Hoover Institution (Stanford, CA) — The Library & Archives has obtained the personal papers of Li Jianglin, a historian and renowned contemporary Tibetan scholar. Born into a Communist Chinese revolutionary family in 1956 in Nanchang, Jiangxi Province, Li studied in the United States in the late 1980s, earning a master's degree in Jewish history from Brandeis University and a master's degree in librarianship from Queens College in New York. She began conducting independent research on Tibet in 2004.

Over the following two decades, Li traveled often to India, Nepal, and ethnic Tibetan areas in the People's Republic of China to undertake fieldwork. She also interviewed the Dalai Lama as well as other prestigious political and religious leaders in the Tibetan communities in exile on multiple occasions. She published extensively on the history of modern and contemporary Tibet, including Tibet in Agony: Lhasa 1959 (Harvard University Press) and When the Iron Bird Flies: China's Secret War in Tibet (Stanford University Press). Li passed away from illness at her home in Georgia in 2024.
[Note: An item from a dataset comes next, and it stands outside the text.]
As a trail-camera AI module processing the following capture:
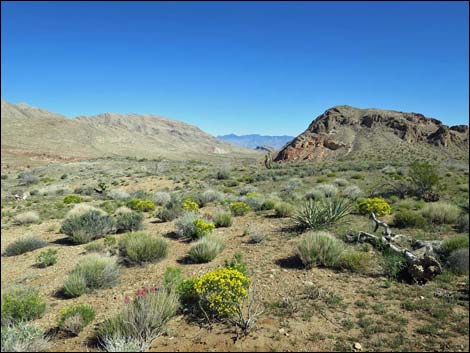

The Li Jianglin Papers include hundreds of hours of audio and video interviews, letters and correspondence with the Dalai Lama and other prominent Tibetan figures in China and in exile in India, research materials on the history and politics of Tibet, photographic images related to Li's multiple field trips to Dharamsala and Tibetan refugee camps across the Indian subcontinent, and artifacts and souvenirs given by the Dalai Lama and the Tibetan government-in-exile.
These historical materials provide unique insight into controversies surrounding the Sino-Tibetan relationship, the Tibetan government-in-exile and the Tibetan diaspora, and how the Dalai Lama — as the top leader of the Tibetans — perceived his nation's future and its complicated relations with the People's Republic of China.